Abstract:
Artificial intelligence has several uses, one of which is chatbot technology. It is a computer
program that allows human like conversation between users and computers or other
communication devices using natural language. Chatbot technology has advanced to a new level
thanks to the application of machine learning algorithms and natural language processing methods.
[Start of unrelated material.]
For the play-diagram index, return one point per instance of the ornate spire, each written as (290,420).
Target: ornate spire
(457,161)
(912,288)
Chatbots can be used in different areas, i.e., business, health, and education. Language learning is
one application area for chatbots. One of the applications of chatbots is language learning. Using
chatbots for language learning has several benefits. For example, chatbots provide continuous
practice and engagement for the learners; the application is available for the learners 24/7; and
chatbots provide a personalized learning experience for the learners. Deep learning and NLP are
the two emerging technologies to develop effective and efficient language-learning chatbots. For
the benefits of applying chatbot technologies to language learning and the adoption of deep
learning and NLP techniques, we have investigated and developed the basic Afaan Oromoo
grammar learning chatbot. We started by collecting data from sources that we believed were
important for the purpose. Then, after the collection of the data, we converted it to a semi structured format, which is the JSON data format. To remove inconsistency, incompleteness, and
normalization processes, we have applied NLP techniques to the dataset we prepared. After
preprocessing our data, the task that follows is text feature generation, i.e., our deep learning model
will understand what we input for training purposes. We have used the Bag of Words (BOW)
technique for feature extraction. The model we have used is the RNN (LSTM), and we created our
model and performed the prediction task. Finally, we have used different metrics to evaluate the
performance of our model. One of the metrics we have used is training accuracy, and the result
showed about 88% of it for the final five epochs. The other metric we have used is training loss,
and the result showed about 35% of it for the final five epochs.